Kembali ke Desa Curah Situbondo Mengajar Ngaji

28-11-2021

“Yang berpendidikan tidak kembali ke desa.” Demikian salah satu judul bab dalam buku dokumentasi Jatim Mengajar YDSF, sebuah program penyebaran guru muda di pelosok Jawa Timur (terbit di Surabaya, 2014).

Nyatanya memang demikian. Banyak pemuda desa yang menimba ilmu di kota besar.
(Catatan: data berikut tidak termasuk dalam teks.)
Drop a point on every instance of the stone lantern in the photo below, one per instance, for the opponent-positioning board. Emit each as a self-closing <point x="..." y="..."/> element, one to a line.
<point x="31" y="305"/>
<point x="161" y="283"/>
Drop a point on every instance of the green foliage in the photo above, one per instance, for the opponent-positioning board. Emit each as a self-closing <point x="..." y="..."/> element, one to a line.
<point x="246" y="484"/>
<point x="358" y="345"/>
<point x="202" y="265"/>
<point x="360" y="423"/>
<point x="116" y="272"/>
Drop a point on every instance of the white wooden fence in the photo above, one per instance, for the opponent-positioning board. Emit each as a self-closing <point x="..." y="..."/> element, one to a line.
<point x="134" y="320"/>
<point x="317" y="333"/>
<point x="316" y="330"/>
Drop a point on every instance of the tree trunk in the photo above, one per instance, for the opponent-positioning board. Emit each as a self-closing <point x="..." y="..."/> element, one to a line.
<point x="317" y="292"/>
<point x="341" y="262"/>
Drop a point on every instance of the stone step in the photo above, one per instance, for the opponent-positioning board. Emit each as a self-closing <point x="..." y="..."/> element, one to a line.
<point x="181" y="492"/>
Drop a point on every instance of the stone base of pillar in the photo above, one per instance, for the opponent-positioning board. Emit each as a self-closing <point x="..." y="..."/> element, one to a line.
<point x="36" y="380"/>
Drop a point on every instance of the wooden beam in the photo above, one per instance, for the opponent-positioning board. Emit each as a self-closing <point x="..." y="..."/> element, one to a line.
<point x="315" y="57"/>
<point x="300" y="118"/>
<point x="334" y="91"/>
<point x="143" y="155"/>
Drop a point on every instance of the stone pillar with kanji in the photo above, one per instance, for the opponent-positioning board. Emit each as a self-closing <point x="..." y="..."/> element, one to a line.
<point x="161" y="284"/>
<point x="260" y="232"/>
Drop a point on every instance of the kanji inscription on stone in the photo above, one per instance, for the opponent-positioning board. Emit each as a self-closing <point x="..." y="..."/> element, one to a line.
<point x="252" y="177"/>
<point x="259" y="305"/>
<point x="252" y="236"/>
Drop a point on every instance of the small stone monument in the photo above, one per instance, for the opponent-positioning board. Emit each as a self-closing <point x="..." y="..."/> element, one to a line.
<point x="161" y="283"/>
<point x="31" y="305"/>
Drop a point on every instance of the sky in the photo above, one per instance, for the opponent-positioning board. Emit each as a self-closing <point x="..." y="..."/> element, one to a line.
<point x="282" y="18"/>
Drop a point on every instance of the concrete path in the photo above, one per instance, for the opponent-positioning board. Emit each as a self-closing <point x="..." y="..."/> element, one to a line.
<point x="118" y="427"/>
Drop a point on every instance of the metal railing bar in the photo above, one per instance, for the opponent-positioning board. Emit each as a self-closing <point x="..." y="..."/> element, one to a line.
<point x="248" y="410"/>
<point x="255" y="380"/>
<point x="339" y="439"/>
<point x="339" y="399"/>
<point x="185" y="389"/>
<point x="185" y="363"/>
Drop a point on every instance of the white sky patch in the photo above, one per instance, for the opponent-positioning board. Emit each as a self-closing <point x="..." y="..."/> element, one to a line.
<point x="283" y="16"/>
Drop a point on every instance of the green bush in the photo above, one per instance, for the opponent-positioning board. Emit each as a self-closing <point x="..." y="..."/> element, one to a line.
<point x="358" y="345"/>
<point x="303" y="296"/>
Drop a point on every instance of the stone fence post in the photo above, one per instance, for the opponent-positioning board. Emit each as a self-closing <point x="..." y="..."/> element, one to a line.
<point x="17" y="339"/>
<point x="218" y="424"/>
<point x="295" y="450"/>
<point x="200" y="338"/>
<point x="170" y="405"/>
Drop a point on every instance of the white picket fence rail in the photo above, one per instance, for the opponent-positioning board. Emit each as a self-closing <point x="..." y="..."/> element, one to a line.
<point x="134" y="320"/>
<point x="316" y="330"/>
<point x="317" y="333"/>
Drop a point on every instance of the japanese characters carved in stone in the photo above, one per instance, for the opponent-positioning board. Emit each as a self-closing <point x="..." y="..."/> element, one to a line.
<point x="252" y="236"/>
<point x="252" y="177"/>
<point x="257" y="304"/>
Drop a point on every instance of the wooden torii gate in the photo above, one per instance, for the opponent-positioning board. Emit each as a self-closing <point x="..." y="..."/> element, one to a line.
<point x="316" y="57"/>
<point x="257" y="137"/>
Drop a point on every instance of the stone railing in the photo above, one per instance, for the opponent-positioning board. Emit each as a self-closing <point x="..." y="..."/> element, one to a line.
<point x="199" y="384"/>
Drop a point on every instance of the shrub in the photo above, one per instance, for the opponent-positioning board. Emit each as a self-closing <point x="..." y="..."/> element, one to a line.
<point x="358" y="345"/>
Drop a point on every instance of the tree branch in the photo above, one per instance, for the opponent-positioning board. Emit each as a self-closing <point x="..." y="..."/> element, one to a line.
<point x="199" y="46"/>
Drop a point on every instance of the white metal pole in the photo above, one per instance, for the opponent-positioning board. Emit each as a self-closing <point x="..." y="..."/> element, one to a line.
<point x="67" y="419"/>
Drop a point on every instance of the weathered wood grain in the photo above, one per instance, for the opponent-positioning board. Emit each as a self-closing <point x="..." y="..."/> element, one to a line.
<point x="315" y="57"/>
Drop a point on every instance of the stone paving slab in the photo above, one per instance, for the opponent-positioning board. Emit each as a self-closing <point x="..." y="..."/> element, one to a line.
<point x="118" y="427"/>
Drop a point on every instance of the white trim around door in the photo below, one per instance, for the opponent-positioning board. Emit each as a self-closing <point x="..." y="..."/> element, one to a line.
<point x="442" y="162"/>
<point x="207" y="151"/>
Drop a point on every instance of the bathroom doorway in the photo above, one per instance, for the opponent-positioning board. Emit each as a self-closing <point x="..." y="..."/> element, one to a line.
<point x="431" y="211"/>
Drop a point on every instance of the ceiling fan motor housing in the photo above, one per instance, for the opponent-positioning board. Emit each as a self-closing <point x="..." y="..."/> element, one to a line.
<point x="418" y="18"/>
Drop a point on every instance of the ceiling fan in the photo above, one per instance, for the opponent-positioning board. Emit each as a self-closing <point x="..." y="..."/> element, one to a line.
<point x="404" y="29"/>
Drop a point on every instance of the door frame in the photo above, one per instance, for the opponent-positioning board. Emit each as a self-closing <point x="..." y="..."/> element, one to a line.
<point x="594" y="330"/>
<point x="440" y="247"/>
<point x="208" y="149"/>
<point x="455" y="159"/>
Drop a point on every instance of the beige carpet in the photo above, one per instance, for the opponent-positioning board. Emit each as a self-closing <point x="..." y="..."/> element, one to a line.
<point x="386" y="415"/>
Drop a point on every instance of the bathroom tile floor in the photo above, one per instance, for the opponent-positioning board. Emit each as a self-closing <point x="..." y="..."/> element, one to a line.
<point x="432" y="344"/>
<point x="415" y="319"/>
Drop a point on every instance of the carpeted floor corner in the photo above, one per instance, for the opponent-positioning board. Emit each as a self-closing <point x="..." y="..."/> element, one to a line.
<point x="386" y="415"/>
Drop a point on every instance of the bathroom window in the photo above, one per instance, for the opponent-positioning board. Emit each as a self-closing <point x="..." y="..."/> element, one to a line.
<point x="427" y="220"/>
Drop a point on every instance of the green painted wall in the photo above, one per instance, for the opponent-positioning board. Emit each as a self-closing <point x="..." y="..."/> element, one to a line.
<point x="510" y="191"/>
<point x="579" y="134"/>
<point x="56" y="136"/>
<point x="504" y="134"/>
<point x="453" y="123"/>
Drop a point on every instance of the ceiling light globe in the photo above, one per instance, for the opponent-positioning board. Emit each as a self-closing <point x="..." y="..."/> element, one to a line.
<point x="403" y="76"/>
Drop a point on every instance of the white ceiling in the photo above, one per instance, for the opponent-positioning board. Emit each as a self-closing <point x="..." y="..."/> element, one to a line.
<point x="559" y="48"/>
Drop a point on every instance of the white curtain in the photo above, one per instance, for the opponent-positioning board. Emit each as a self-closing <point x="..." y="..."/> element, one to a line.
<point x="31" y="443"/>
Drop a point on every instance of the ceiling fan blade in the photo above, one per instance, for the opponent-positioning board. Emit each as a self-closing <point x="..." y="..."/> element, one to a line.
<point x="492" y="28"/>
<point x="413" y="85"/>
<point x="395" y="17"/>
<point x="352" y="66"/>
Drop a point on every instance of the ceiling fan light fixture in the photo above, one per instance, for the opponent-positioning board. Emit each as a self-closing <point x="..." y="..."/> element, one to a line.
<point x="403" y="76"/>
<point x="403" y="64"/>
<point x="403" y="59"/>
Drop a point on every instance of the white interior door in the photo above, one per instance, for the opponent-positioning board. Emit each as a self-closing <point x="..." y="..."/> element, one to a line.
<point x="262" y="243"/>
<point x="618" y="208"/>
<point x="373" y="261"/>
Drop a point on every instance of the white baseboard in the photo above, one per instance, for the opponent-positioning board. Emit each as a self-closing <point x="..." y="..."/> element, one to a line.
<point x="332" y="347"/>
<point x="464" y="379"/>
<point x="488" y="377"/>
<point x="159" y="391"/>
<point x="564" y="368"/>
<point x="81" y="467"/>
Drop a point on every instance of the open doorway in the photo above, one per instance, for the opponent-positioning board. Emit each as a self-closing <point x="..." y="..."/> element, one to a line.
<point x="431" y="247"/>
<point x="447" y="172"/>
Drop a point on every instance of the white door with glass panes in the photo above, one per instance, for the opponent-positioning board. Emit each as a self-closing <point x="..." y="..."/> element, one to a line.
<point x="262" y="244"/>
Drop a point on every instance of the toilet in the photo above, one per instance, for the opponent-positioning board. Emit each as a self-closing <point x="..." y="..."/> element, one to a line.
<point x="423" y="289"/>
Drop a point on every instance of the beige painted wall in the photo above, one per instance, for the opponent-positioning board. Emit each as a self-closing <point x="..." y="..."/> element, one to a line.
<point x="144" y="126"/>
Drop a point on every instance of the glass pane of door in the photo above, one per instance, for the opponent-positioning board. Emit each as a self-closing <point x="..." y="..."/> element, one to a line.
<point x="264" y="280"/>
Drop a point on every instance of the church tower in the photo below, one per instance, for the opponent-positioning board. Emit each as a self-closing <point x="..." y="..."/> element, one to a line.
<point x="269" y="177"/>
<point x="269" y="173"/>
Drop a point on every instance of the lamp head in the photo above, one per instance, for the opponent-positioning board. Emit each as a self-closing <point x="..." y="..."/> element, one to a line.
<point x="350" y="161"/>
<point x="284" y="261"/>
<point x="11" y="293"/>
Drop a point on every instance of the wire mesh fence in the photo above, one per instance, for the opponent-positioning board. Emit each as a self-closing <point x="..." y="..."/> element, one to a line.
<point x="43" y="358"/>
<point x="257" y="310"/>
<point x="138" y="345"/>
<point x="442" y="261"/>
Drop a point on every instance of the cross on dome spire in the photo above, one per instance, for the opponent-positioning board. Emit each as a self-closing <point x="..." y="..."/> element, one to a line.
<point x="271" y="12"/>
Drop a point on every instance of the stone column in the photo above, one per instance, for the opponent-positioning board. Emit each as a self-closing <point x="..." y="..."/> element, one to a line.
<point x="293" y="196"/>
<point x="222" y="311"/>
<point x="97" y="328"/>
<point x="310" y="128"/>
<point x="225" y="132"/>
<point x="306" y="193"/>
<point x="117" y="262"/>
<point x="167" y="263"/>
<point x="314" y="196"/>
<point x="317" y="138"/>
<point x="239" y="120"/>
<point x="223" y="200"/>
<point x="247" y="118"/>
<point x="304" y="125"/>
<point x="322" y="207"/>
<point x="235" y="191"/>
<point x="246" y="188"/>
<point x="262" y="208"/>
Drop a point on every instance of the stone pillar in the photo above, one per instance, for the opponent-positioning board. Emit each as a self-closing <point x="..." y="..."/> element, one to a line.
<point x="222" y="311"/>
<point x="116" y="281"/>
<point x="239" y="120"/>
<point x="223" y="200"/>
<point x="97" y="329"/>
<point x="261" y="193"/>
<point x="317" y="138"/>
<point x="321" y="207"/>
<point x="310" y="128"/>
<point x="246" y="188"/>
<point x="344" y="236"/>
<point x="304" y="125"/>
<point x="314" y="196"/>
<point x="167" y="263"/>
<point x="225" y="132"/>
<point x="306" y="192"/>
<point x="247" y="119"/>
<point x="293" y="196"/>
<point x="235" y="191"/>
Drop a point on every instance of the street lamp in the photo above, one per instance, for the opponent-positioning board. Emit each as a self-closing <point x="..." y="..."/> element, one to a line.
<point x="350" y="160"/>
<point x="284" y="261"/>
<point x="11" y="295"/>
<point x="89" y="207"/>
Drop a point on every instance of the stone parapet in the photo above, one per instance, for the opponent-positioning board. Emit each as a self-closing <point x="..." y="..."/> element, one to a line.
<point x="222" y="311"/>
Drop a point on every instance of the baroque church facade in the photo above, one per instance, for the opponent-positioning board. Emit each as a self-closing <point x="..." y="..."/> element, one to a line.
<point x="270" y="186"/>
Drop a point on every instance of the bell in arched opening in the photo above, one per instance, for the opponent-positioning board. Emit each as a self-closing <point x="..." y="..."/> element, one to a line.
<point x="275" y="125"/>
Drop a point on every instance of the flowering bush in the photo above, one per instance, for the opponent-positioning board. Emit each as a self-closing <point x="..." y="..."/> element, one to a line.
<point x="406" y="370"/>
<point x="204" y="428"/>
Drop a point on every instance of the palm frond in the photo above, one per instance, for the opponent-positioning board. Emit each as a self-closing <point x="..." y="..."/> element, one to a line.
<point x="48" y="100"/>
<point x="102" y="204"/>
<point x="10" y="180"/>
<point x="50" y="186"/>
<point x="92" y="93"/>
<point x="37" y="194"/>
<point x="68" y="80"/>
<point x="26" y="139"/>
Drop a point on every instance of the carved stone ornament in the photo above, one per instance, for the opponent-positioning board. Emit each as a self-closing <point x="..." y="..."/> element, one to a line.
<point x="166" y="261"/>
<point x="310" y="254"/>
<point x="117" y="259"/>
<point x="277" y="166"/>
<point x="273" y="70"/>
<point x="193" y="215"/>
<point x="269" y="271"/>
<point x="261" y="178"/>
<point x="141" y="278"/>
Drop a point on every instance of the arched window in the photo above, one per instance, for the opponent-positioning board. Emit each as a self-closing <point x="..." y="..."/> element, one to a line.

Namun setelah lulus, lebih banyak yang terus menetap di kota besar daripada kembali ke desa dan memajukan kampung halamannya.

Jarang Ada Yang Sampai Sarjana

Hal berbeda diyakini Salim, pemuda Dusun Mindi, Desa Curah Tatal, Kecamatan Arjasa, Situbondo. Begitu lulus dari Sekolah Tinggi Agama Islam (STAI) Nurul Huda Situbondo, Salim kembali ke desanya.

Tim YDSF perwakilan Situbondo pernah berkesempatan melakukan survei ke lokasi. Menempuh perjalanan yang cukup berliku. Sekitar 14 km dari pusat kota. Lalu kurang lebih 8 km dengan jalanan beraspal dan sisanya jalan terjal bebatuan perbukitan. Naik turun dan terjal.

Tempat terpencil, jauh dari keramaian. Kalau mau belanja keperluan sehari-hari, warga masih harus turun dulu ke Desa Cerme sejauh 6 km dengan jalan bebatuan. Menanjak dan turunan. Kalau hujan pasti sangat licin.

Seorang rekan relawan sempat nyeletuk, “Mau dibayar berapa saja rasanya tidak mau kalau harus tinggal di sini.” Salim menimpali, "Awalnya saya juga tidak mau Bu. Saya kan sudah terbiasa tinggal di pondok pesantren sejak lulus SD.”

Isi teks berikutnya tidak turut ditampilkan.